BNPL Offerings’ Popularity Among Millennials
Luxury retailers — those offering products like cars or large home appliances — are used to accommodating consumers with installment payments, but those that offer everyday purchases, such as coffee, cosmetics and gas, may be less familiar with these options. Younger customers have shifted the payments landscape away from services that might increase their debts, regardless of what they are purchasing.
BNPL products’ impacts on credit’s decline have also been thoroughly examined, with many looking into why millennial and Gen Z customers are exploring installment payments over credit card offers. The assumption is that younger customers use credit cards for more expensive purchases, and that their usage of BNPL solutions would likely follow the same pattern. This does not hold true when examining where and how consumers are using such products around the globe, however. Installment payments are still popular for expensive purchases, but the more intriguing payments evolution is in how consumers are paying for the products they buy every week and why BNPL could benefit those retailers.
Younger customers are ahead of the curve, too, with BNPL product adoption rates’ rapid expansion indicating that shoppers are already convinced of its financial benefits for routine spending. Consumers under age 35 represent nearly half of all BNPL product users in Australia, which is currently one of the most competitive markets for these solutions. Providers Afterpay and Zip have yet to release statistics showing exactly where shoppers are spending their money, but these companies often partner with middle-tier brands as opposed to luxury retailers.
Afterpay’s solution is supported at popular brands such as makeup retailers ColourPop Cosmetics and Morphe, for example, or clothing brands like Cotton On and New York & Co. These retailers have lower price points and BNPL products’ flexible payment plans make it more convenient for debt-wary individuals to complete their transactions. Brands that integrate such offerings thus engineer greater loyalty and trust among consumers who are worried about spending money they do not have. These customers feel more comfortable entering into payment plans with retailers they trust.

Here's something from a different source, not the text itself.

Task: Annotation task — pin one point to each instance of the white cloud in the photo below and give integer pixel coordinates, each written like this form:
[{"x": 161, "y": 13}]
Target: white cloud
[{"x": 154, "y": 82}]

Being able to pay for routine purchases like gas with BNPL solutions offers a win-win scenario for buyer-retailer relationships. Customers can purchase the products and services they need, have money left over for bills or other purchases and still make good on their transactions. It is thus important for retailers to consider the meaning of these everyday purchases on consumers’ wallets when choosing potential BNPL partners.
The BNPL Solution Payment Strategy Shift
BNPL can theoretically be used for any purchases, but retailers and businesses have yet to determine why consumers prefer installments over other payment types. BNPL providers can satisfy shoppers by partnering with merchants at which they spend less per ticket. This requires retailers to fundamentally change how they think about payments, however, including reconsidering what consumers define as points of friction and why they are drawn to select payment methods.
Consumers may look to BNPL options for their low-fee or fee-free services, which mimic millennials’ favorite payment method: debit. These transactions allow users to pay immediately and walk away with their goods without unexpected financial strain, and they often enable single-tap purchases online. Consumers who favor debit can attach their cards to BNPL options as well, as they would with mobile wallets or other digital services.
Retailers must stop thinking about BNPL options as alternative payment methods and instead consider them offerings that stand alongside more established solutions like credit and debit cards, or even mobile wallets like Apple Pay or Google Pay. They also need to weigh which BNPL products they accept against customers’ changing payment needs. Consumers’ preferences are continuously developing based on which installment solutions suit their personal and financial lifestyles.
Retailers are fighting the same ongoing battle they have always had with customers, working to capture those who place price and convenience above other factors when making purchases. BNPL products are yet another tool that merchants could use to uncover what today’s shoppers really want. The usual questions about what and why they buy will likely remain, but retailers may be able to better anticipate the answers to those queries with more flexible payment tools.